La situazione italiana continua a subire le conseguenze gravissime della crisi economica generale del 2008, aggravate dal forte debito pubblico.
I dati parlano da soli: economia in recessione, disoccupazione in aumento, oltre il 40% dei giovani disoccupati, nessun segnale di ripresa o se esiste è impercettibile.


La drammaticità delle condizioni sociali sono evidenti: aumento della povertà, inasprimento delle tensioni sociali, riduzione dei servizi sociali a causa dei tagli agli Enti Locali.
E’ stato dimostrato, dallo stesso FMI, che per uscire dalle crisi economiche di questa portata, è decisiva e fondamentale la ripresa degli interventi pubblici per favorire la crescita del settore privato.

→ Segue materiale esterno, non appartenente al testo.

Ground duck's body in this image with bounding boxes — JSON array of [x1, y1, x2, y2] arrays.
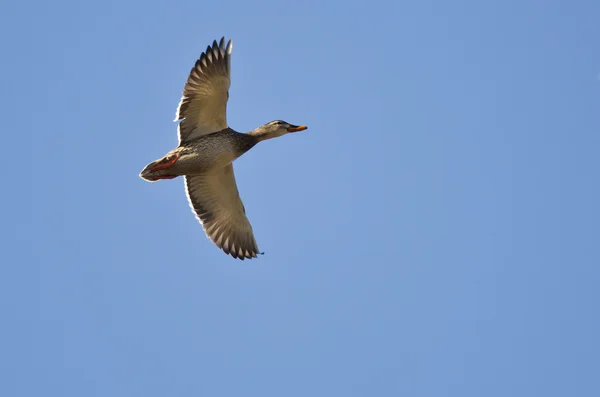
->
[[140, 38, 306, 260], [142, 128, 258, 181]]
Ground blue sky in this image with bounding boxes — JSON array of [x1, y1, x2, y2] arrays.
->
[[0, 0, 600, 397]]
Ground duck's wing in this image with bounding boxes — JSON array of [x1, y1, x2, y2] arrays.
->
[[175, 37, 233, 144], [185, 164, 259, 260]]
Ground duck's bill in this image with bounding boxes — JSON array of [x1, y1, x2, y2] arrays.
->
[[288, 125, 308, 132]]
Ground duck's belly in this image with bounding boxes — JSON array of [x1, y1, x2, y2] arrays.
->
[[176, 134, 250, 175]]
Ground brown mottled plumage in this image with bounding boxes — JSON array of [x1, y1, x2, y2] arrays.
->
[[140, 37, 306, 260]]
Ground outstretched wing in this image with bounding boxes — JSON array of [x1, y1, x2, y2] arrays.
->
[[175, 37, 233, 144], [185, 164, 260, 260]]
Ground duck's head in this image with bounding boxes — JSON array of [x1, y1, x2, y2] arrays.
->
[[250, 120, 308, 141]]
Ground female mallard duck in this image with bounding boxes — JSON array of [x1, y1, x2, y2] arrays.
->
[[140, 37, 306, 260]]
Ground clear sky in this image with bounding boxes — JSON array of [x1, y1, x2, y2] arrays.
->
[[0, 0, 600, 397]]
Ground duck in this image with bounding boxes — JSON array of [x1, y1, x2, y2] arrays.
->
[[139, 37, 307, 260]]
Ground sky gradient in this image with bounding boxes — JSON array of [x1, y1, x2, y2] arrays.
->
[[0, 0, 600, 397]]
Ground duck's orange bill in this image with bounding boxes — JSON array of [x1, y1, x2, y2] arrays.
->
[[151, 155, 179, 171]]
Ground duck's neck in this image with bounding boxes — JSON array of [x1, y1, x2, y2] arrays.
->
[[248, 127, 282, 142]]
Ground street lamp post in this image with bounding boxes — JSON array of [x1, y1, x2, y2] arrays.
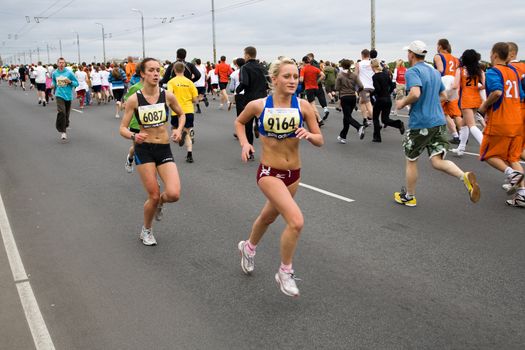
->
[[370, 0, 376, 50], [131, 8, 146, 59], [95, 22, 106, 62], [72, 30, 80, 64], [211, 0, 217, 63]]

Abbiamo seri dubbi che le ultime norme riducano la precarizzazione dei rapporti di lavoro, che già oggi vedono l’Italia come leader europeo per l'alto numero dei modelli di precarietà nei rapporti di lavoro, rispetto ai quali è del tutto sbagliato il superamento dell’art. 18 previsto dal Job Act in queste condizioni. Anche i nuovi provvedimenti di controllo a distanza sui lavoratori rappresentano una ulteriore forma odiosa di vessazione.


Occorre una diversa politica economica in Europa, che ponga fine alla sciagurata politica di austerità perseguita dalla Commissione Europea e dal Consiglio Europeo.

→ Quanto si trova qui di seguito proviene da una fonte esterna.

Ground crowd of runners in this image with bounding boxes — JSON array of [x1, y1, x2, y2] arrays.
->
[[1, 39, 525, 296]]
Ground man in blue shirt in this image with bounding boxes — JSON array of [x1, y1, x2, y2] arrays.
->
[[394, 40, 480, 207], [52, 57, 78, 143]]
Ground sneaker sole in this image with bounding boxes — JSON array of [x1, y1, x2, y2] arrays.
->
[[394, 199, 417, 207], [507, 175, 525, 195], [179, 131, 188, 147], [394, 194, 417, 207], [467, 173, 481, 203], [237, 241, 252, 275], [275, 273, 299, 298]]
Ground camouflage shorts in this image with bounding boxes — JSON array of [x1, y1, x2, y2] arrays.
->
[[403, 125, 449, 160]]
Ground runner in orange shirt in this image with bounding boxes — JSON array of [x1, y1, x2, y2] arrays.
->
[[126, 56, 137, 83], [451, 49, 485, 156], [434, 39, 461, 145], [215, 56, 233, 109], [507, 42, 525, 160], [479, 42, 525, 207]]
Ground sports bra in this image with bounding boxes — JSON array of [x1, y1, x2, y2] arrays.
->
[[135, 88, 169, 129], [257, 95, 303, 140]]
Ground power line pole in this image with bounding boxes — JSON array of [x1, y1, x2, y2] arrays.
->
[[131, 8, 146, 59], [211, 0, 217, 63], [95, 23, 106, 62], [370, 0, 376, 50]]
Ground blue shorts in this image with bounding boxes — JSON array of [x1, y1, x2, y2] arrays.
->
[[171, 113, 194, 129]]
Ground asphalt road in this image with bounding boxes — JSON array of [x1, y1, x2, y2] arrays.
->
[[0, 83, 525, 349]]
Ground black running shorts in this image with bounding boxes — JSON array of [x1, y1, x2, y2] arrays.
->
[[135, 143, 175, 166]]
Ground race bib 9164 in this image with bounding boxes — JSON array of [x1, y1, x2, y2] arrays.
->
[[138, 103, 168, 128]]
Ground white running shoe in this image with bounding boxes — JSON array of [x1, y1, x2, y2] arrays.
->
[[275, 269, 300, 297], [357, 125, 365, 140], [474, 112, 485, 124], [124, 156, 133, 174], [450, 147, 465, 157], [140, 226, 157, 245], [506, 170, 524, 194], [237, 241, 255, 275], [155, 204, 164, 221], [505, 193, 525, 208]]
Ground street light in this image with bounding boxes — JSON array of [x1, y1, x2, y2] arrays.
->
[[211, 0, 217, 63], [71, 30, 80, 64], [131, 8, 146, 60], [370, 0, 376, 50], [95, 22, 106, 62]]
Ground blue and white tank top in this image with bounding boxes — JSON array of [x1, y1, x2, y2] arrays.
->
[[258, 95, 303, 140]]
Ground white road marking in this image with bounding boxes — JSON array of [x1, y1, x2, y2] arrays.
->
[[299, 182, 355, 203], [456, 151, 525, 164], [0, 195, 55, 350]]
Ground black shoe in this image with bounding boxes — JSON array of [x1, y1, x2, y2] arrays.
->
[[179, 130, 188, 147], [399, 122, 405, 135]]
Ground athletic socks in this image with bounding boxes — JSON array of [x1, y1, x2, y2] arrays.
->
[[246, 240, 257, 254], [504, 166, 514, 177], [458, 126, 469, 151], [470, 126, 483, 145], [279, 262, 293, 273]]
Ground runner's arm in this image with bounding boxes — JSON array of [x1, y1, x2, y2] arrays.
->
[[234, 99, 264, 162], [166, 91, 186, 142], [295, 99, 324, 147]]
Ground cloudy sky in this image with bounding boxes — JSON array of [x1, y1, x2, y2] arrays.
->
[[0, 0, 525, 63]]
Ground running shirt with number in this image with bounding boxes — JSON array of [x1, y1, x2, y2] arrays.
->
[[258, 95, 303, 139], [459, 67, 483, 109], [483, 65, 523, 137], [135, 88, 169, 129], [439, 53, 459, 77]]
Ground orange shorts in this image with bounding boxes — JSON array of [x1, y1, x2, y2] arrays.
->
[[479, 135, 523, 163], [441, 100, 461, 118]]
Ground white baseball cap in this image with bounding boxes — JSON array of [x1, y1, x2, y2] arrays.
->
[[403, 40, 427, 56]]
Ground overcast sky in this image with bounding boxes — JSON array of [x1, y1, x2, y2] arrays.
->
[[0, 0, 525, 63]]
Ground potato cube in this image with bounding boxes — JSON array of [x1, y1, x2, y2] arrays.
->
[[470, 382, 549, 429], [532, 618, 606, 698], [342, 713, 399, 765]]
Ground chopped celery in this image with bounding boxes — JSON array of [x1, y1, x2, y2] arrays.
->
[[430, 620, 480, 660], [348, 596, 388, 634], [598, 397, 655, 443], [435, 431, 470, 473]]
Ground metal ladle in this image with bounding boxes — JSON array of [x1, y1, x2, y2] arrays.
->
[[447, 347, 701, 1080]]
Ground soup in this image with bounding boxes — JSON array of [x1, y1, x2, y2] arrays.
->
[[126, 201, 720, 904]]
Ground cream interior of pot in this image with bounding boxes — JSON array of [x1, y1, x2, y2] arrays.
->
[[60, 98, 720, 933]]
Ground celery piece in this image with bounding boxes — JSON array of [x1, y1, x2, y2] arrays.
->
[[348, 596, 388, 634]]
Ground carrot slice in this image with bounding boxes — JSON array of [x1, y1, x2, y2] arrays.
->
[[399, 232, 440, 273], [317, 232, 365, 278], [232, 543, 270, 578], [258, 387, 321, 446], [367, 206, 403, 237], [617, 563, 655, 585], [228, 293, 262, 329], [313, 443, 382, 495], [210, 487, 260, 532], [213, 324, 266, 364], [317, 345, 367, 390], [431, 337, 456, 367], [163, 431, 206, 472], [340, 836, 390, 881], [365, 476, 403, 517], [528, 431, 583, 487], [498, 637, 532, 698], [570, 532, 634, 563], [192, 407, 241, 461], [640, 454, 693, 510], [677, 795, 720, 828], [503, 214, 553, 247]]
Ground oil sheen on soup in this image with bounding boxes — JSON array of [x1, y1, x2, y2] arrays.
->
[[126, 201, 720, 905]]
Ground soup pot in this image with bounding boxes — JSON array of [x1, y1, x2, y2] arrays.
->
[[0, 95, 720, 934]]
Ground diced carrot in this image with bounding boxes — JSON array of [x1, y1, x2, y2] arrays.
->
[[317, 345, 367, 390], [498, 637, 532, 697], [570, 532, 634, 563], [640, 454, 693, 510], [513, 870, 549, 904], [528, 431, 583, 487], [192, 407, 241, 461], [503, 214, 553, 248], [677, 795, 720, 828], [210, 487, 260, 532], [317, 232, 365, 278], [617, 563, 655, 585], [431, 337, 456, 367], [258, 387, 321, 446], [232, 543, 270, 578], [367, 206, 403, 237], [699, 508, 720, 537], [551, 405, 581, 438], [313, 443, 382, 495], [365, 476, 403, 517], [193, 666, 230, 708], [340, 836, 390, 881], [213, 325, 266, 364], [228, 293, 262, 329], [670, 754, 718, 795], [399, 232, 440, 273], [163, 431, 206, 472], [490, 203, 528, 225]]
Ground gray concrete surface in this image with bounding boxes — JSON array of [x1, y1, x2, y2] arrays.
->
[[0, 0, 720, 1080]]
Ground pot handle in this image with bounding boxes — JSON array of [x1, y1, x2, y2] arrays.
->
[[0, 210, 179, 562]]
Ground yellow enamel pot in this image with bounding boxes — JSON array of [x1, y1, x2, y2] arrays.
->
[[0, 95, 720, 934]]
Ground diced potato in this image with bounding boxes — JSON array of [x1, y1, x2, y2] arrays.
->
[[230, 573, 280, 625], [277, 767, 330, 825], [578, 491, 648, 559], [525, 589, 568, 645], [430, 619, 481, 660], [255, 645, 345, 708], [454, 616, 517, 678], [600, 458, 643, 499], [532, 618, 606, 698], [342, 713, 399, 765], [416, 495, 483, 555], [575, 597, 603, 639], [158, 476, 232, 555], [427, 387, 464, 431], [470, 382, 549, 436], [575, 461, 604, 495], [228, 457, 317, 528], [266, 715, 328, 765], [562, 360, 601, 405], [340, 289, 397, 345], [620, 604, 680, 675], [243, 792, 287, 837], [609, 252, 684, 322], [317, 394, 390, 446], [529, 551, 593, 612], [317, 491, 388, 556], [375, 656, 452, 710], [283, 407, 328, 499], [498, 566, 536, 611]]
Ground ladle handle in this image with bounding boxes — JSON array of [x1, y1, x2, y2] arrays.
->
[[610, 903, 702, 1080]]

L’austerità deprime l’economia e conseguentemente la possibilità di assicurare la ripresa del lavoro e dell’occupazione, ma anche dei consumi interni e, di riflesso delle entrate fiscali per ridurre il debito pubblico.

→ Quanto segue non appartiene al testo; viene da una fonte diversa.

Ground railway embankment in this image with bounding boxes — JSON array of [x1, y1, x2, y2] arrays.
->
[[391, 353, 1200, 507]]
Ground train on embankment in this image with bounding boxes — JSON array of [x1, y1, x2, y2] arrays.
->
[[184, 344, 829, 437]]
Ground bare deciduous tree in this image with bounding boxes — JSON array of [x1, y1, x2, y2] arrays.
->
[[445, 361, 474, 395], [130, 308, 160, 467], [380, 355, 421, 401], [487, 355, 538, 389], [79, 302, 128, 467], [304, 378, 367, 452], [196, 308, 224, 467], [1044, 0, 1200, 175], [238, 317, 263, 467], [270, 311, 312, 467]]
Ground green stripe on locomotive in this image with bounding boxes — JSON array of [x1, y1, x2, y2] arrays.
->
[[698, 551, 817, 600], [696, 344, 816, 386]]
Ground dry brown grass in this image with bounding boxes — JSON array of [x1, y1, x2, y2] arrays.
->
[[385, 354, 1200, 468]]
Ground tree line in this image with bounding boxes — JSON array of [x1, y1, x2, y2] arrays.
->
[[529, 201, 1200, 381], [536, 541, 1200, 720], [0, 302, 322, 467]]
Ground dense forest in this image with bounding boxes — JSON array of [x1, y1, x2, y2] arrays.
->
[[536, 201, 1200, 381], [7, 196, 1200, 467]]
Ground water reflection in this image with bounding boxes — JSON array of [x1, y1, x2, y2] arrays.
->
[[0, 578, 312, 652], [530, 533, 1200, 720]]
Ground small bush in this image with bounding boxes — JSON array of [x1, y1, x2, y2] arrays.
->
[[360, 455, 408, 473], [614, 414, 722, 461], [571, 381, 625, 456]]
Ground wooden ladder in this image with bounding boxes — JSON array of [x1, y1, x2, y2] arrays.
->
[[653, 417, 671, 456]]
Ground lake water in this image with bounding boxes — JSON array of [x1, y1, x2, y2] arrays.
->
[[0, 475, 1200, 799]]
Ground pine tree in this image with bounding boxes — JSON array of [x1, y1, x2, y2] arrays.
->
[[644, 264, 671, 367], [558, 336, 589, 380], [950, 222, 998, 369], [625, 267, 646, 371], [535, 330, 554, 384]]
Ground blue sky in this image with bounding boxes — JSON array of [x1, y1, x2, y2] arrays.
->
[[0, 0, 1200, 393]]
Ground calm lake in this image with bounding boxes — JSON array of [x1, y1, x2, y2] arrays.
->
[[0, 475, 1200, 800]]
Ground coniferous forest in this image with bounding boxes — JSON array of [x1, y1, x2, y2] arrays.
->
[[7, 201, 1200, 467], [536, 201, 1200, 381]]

Occorrono programmi straordinari di interventi in opere rispettose dell'ambiente, nella ricerca e nella scuola, in edilizia pubblica, per creare lavoro e sviluppo.
Di tutto questo non c’è traccia nella Legge Finanziaria nazionale, né nel Programma Economico Europeo, contro il quale in molti paesi europei sono in atto azioni di protesta da parte delle OOSS e dei lavoratori.


Comprimere e non volere aprire invece il dialogo sociale è una risposta sbagliata e preoccupante.
Nei momenti di grande difficoltà economica o democratica, l'Italia ha sempre potuto contare sulla coesione sociale, sulla responsabilità delle forze sociali, che hanno saputo condividere un piano strategico per uscire dalla crisi e avviare processi di crescita.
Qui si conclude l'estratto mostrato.